Traditional Culture Encyclopedia - Photography major - How far can flies see?

How far can flies see?

Human eyes are spherical, but flies' eyes are hemispherical. Flies' eyes can't move like human eyes. When a fly looks at something, it turns its eyes to the object by its neck and body. The fly's eyes have no eye sockets, eyelids and eyeballs, and the cornea on the outer layer of the eyes is directly connected with the surface of the head. From the outside, the surface of fly eye (cornea) is smooth and flat. If you put it under a microscope, people will find that the fly eye is composed of many small hexagonal structures. Every small hexagon is a small eye.

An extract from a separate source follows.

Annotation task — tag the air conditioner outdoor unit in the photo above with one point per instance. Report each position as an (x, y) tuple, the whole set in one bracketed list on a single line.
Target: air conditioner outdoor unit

Scientists call it small eyes. In a fly's eye, there are more than 3000 small eyes, and a pair of fly's eyes have more than 6000 small eyes. This kind of eye, which consists of many small eyes, is called compound eye. Every small eye in a fly's eye has its own system, including an imaging system composed of cornea and lens dimension, a retina composed of photosensitive visual cells, and an optic nerve leading to the brain. So every little eye sees things separately. Scientists have done experiments: peeling off the cornea of a fly as a photographic lens and taking pictures under a microscope can take hundreds of identical images at a time. There are many animals with compound eyes in the world. Almost14 animals use compound eyes to see things. Common insects such as dragonflies, bees, fireflies, scarabs, mosquitoes, moths and crustaceans have compound eyes. Scientists are interested in fly eyes because they have many amazing functions.